Social workers, nurses, clergy, or paralegals might fill these new positions. They'd help clients prepare advance directives, meet with doctors to understand clients' prognoses and options. Clearly understanding what their clients want, they'd become well-informed and legally-designated advocates.

The Cost and Who Pays
The article suggests these health fiduciaries might charge about $100 an hour, less than an attorney or geriatric care manager. They might spend 20 hours initially to understand and document a client’s wishes, then consult with healthcare providers. There'd be follow-up every few years to determine if the client’s situation -- or wishes -- had changed.

The final tab might be about $3,000 over several decades, which is nothing compared to the cost of continuing useless life support for months or years, simply because no one is empowered to say: “Enough!”

Who would pay the fiduciaries? The article's authors suggest that Medicare, Medicaid, and private insurers might finance an independent agency to pay fiduciaries' fees and regulate their practice. Some clients (I'm raising my hand) would gladly cover some or all of the cost. The money saved by NOT ordering unwanted and ineffective operations, procedures, and treatments boggles the mind.

Count Me In!
Although the concept grew out of concern for people without family or friends to serve as end-of-life decision-makers, hiring a fiduciary might be a desirable option for others.

Despite campaigns encouraging us to discuss preferences and create advance directives, most people still don’t. These are painful discussions for family members. It might be easier talking with the hired help.

I’ve had conversations often with family, friends, and doctors. They know my conviction that quality of life trumps quantity, and that I don’t want unpleasant, difficult, costly, aggressive treatment to keep me alive. Still, I'd choose the healthcare fiduciary option, if it were available. Why burden my family with a pull-the-plug decision?

It's a great idea, but I don’t see a national program in my crystal ball. I’ve abandoned hope for any major new healthcare legislation from our pathetic do-nothing Congress. Maybe a few states will give it a try, or a private foundation might fund a pilot project.
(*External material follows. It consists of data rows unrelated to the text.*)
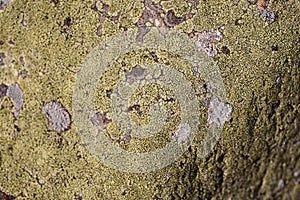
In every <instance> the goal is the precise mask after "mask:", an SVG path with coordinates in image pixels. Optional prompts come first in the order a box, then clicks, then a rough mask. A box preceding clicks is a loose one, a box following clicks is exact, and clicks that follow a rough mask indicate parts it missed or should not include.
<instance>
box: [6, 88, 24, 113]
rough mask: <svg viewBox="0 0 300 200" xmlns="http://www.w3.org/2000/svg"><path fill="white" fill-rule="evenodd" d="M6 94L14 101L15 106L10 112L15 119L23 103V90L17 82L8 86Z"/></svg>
mask: <svg viewBox="0 0 300 200" xmlns="http://www.w3.org/2000/svg"><path fill="white" fill-rule="evenodd" d="M6 95H7V96H8V97H9V98H10V99H11V100H12V101H13V102H14V106H15V108H14V110H13V111H12V112H13V114H14V117H15V119H17V118H18V116H19V114H20V110H21V109H22V106H23V103H24V100H23V91H22V89H21V88H20V86H19V84H18V83H15V84H12V85H10V86H8V88H7V92H6Z"/></svg>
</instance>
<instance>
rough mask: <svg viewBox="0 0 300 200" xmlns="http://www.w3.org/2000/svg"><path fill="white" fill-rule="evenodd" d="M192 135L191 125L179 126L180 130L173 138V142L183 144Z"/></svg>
mask: <svg viewBox="0 0 300 200" xmlns="http://www.w3.org/2000/svg"><path fill="white" fill-rule="evenodd" d="M190 135H191V127H190V125H189V124H187V123H184V124H179V126H178V129H177V131H176V133H175V135H173V136H172V139H173V141H176V142H177V143H178V144H181V143H183V142H184V141H186V140H187V138H188V137H189V136H190Z"/></svg>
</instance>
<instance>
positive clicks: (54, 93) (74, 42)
mask: <svg viewBox="0 0 300 200" xmlns="http://www.w3.org/2000/svg"><path fill="white" fill-rule="evenodd" d="M103 2H105V3H106V4H107V5H109V15H111V16H116V15H118V14H120V17H119V22H118V23H116V24H115V23H114V22H112V21H110V20H108V19H105V20H104V22H103V24H102V29H103V35H102V36H101V37H98V36H97V34H96V32H97V31H96V30H97V27H98V26H99V23H100V22H99V20H98V18H99V16H98V14H97V13H96V12H95V11H94V10H93V9H92V6H93V5H94V3H95V2H93V1H79V0H78V1H62V0H61V1H59V3H58V5H55V4H54V3H53V2H50V1H31V0H28V1H19V0H15V1H14V2H13V3H12V4H11V5H10V6H9V7H8V8H7V9H6V10H5V11H4V12H2V13H0V27H1V30H0V40H1V41H3V42H4V44H3V45H1V46H0V51H1V52H4V53H5V54H6V57H5V58H4V63H5V65H4V66H0V84H1V83H2V82H3V83H5V84H11V83H15V82H18V84H19V85H20V87H21V88H22V90H23V92H24V97H23V98H24V105H23V108H22V110H21V112H20V115H19V117H18V119H17V120H14V118H13V115H12V113H11V110H12V107H13V103H12V102H11V101H10V99H9V98H7V97H5V98H4V99H3V100H2V101H1V102H0V106H1V110H0V125H1V126H0V191H2V192H5V193H6V194H10V195H13V196H16V197H18V198H19V199H74V198H79V196H81V197H82V198H83V199H198V198H200V199H205V198H207V199H210V198H213V199H230V198H231V199H270V198H273V199H296V198H297V197H299V196H300V186H299V178H300V175H299V172H300V161H299V157H300V152H299V145H300V136H299V132H300V130H299V127H300V125H299V121H300V106H299V96H300V94H299V91H300V82H299V80H300V72H299V24H300V21H299V19H300V16H299V15H300V14H299V12H300V10H299V9H300V8H299V4H298V2H297V1H286V2H282V1H277V0H276V1H275V0H274V1H271V4H270V7H271V8H272V10H273V11H274V12H275V14H276V20H275V22H274V23H272V24H270V25H268V24H266V23H265V22H264V21H263V19H262V17H261V16H260V14H259V11H258V9H257V7H256V5H255V4H251V1H246V0H242V1H225V0H223V1H219V2H216V1H202V0H200V1H199V5H198V6H197V8H193V9H192V10H191V11H190V10H189V9H188V5H189V3H187V1H175V3H174V4H173V2H172V3H170V2H171V1H163V3H162V7H163V9H166V10H168V9H173V10H174V11H175V13H176V14H177V15H178V16H181V15H184V14H186V13H187V12H191V13H193V14H194V17H193V18H192V19H189V20H187V21H185V22H183V23H182V24H179V25H177V26H175V27H174V30H176V31H178V32H184V33H187V34H189V33H191V32H193V31H194V32H202V31H204V30H207V31H209V30H215V29H220V28H221V27H222V26H224V30H222V33H223V35H224V37H223V40H222V41H221V42H219V43H218V44H217V48H218V50H219V54H218V55H217V56H216V57H215V58H214V61H215V63H216V65H217V66H218V67H219V68H220V71H221V75H222V78H223V81H224V84H225V87H226V90H227V101H228V102H229V103H230V104H231V105H232V106H233V108H234V111H233V113H232V120H231V121H230V122H229V123H226V124H225V127H224V131H223V134H222V137H221V139H220V140H219V142H218V144H217V145H216V146H215V148H214V149H213V151H212V152H211V153H210V154H209V155H208V156H207V157H206V158H205V159H198V158H197V156H196V153H195V151H196V150H195V148H194V147H192V148H190V149H189V151H187V152H186V153H185V154H184V156H183V157H181V158H180V159H179V160H178V161H177V162H175V163H173V164H172V165H170V166H168V167H166V168H164V169H162V170H158V171H155V172H152V173H147V174H129V173H123V172H119V171H115V170H112V169H109V168H107V167H105V166H103V165H102V164H100V163H99V162H98V161H97V159H95V158H94V157H92V156H91V155H89V153H88V152H86V150H85V149H84V147H83V146H81V144H80V138H79V135H78V133H77V131H76V127H74V126H73V125H72V126H71V128H70V129H69V130H67V131H66V132H63V133H62V134H61V135H59V134H56V133H55V132H52V131H48V130H47V128H48V124H47V119H46V117H45V116H44V114H43V113H42V111H41V107H42V106H43V105H44V104H45V103H46V102H49V101H52V100H55V101H58V102H61V103H62V104H63V105H64V106H65V108H66V109H67V110H68V111H69V112H70V114H71V115H72V112H71V111H72V107H71V105H72V93H73V84H74V82H75V79H76V72H77V71H78V70H79V69H80V66H81V64H82V63H83V61H84V59H85V57H86V56H87V54H88V53H89V52H90V51H91V50H92V49H93V48H94V47H96V46H97V45H98V44H100V43H101V41H103V40H104V39H105V38H107V37H109V36H113V35H115V34H117V33H120V32H123V31H124V27H126V28H128V29H129V28H134V27H135V23H136V22H137V20H138V18H139V16H140V15H141V13H142V11H143V9H144V8H143V2H142V1H103ZM249 2H250V3H249ZM98 4H99V3H98ZM98 6H100V5H98ZM181 6H182V7H183V9H179V8H180V7H181ZM67 18H70V19H71V21H70V23H68V22H67V21H68V20H67V21H66V19H67ZM23 19H26V21H27V25H25V26H24V25H22V23H21V22H22V20H23ZM220 30H221V29H220ZM223 46H224V47H227V48H228V49H229V50H230V54H229V55H228V54H225V53H222V51H221V49H222V47H223ZM141 55H142V53H141ZM21 56H23V57H24V60H25V65H24V66H23V65H22V63H21V62H20V57H21ZM158 57H160V58H161V59H162V60H163V59H168V56H166V55H164V54H163V53H162V55H158ZM130 62H133V61H130ZM134 62H136V61H134ZM132 66H134V65H133V64H132ZM22 69H26V70H27V71H28V74H29V75H30V76H28V77H27V78H25V79H23V78H21V77H19V76H18V75H17V74H18V72H20V71H21V70H22ZM297 174H298V175H297ZM282 183H283V185H282Z"/></svg>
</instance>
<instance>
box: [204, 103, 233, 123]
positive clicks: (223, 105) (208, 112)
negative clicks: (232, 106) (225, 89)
mask: <svg viewBox="0 0 300 200" xmlns="http://www.w3.org/2000/svg"><path fill="white" fill-rule="evenodd" d="M231 112H232V106H231V105H230V104H228V103H225V102H222V101H220V100H219V99H218V98H213V99H212V100H211V101H210V103H209V108H208V123H209V124H212V123H215V124H217V126H218V127H220V126H224V124H225V122H226V121H229V120H230V119H231Z"/></svg>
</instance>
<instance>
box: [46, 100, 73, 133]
mask: <svg viewBox="0 0 300 200" xmlns="http://www.w3.org/2000/svg"><path fill="white" fill-rule="evenodd" d="M42 111H43V112H44V113H45V115H46V117H47V119H48V122H49V130H52V131H56V132H57V133H59V134H60V133H61V132H63V131H65V130H66V129H68V128H69V126H70V124H71V118H70V114H69V113H68V111H67V110H66V109H65V108H64V107H63V105H62V104H61V103H57V102H55V101H51V102H48V103H46V104H45V105H44V106H43V108H42Z"/></svg>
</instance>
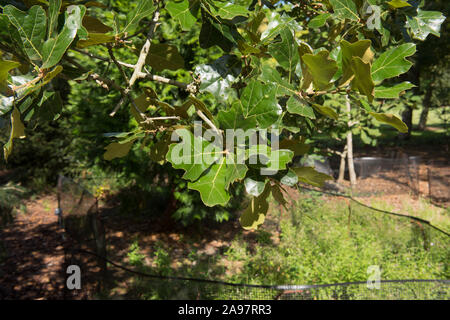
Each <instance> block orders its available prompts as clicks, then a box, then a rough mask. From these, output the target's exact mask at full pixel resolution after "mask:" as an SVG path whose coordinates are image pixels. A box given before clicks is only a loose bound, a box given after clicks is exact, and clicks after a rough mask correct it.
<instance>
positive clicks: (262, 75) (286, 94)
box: [259, 64, 295, 96]
mask: <svg viewBox="0 0 450 320" xmlns="http://www.w3.org/2000/svg"><path fill="white" fill-rule="evenodd" d="M259 79H260V80H262V81H263V82H265V83H271V84H273V85H275V86H276V88H277V89H276V95H277V96H286V95H289V94H293V93H295V89H294V87H293V86H292V85H291V84H290V83H289V82H287V81H286V80H285V79H283V78H282V77H281V75H280V73H279V72H278V71H277V69H275V68H273V67H272V66H270V65H268V64H264V65H263V66H262V73H261V76H260V77H259Z"/></svg>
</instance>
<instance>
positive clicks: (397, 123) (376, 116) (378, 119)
mask: <svg viewBox="0 0 450 320" xmlns="http://www.w3.org/2000/svg"><path fill="white" fill-rule="evenodd" d="M369 114H370V115H372V116H373V117H374V118H375V119H377V120H378V121H380V122H383V123H386V124H388V125H390V126H393V127H394V128H395V129H397V130H398V131H400V132H402V133H406V132H408V126H407V125H406V124H405V123H404V122H403V121H402V120H400V119H399V118H398V117H397V116H396V115H394V114H391V113H375V112H369Z"/></svg>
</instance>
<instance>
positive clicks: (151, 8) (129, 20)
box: [122, 0, 172, 33]
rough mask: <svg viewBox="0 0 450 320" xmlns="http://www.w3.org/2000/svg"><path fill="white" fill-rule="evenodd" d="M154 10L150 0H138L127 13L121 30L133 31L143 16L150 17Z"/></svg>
mask: <svg viewBox="0 0 450 320" xmlns="http://www.w3.org/2000/svg"><path fill="white" fill-rule="evenodd" d="M171 2H172V1H171ZM155 10H156V8H155V7H154V6H153V1H152V0H140V1H139V2H138V4H137V6H136V8H134V9H133V10H131V11H130V12H129V13H128V15H127V24H126V26H125V28H124V29H123V30H122V32H123V33H125V32H128V33H129V32H130V31H133V30H134V29H135V28H136V27H137V25H138V24H139V22H140V21H141V20H142V19H143V18H145V17H149V18H150V19H151V15H152V14H153V12H154V11H155Z"/></svg>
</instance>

I'd better sign off before I get angry again about our inability to improve our dismal healthcare system. Where's my blood pressure log?

1 comment:

Anonymous said...

I will be 74 on Sunday and have had multiple sclerosis since age 35 and started showing symptoms of PD in 2009. DNA testing showed that I had a LRRK2 mutation from both parents, as did my brother, who had already been diagnoded with PD a year or so before, and a DatScan disclosed a dopamine deficit on the left side of my brain even before I developed a tremor in my right hand.

MS was not much of a problem, but my quality of life deteriorated rapidly when I began having postural problems, losing my balance and falling and particularly struggling go get up from a seated position and was unable to get in and out of bed safely. I ended up sleeping on my power recliner for more than a year and could barely get to the bathroom with my walker. Since losing my balance while trying to sit on my reciner and falling on my knees, causing injuries to my knees, feet and ankles, I have been confined to a hospital bed in my family room and completely dependent on a health aide with whom I have difficulting communicating.

I feel like a helpless overturned beetle! And since assisted death is not legal in my state for ANY reason, and I am otherwise healthy I don't see any way out of this dilemma. Since I am not terminal and have no cognitive impairment I don't see how having an advance directive would help me. And I have no family or friends capable of making decisions for me. If I were to write a memoir, I would probably title it "Condemed to Life." Yes, I enjoy some quality of life despite my limitations, but it is not enough to want to continue living indefinitely.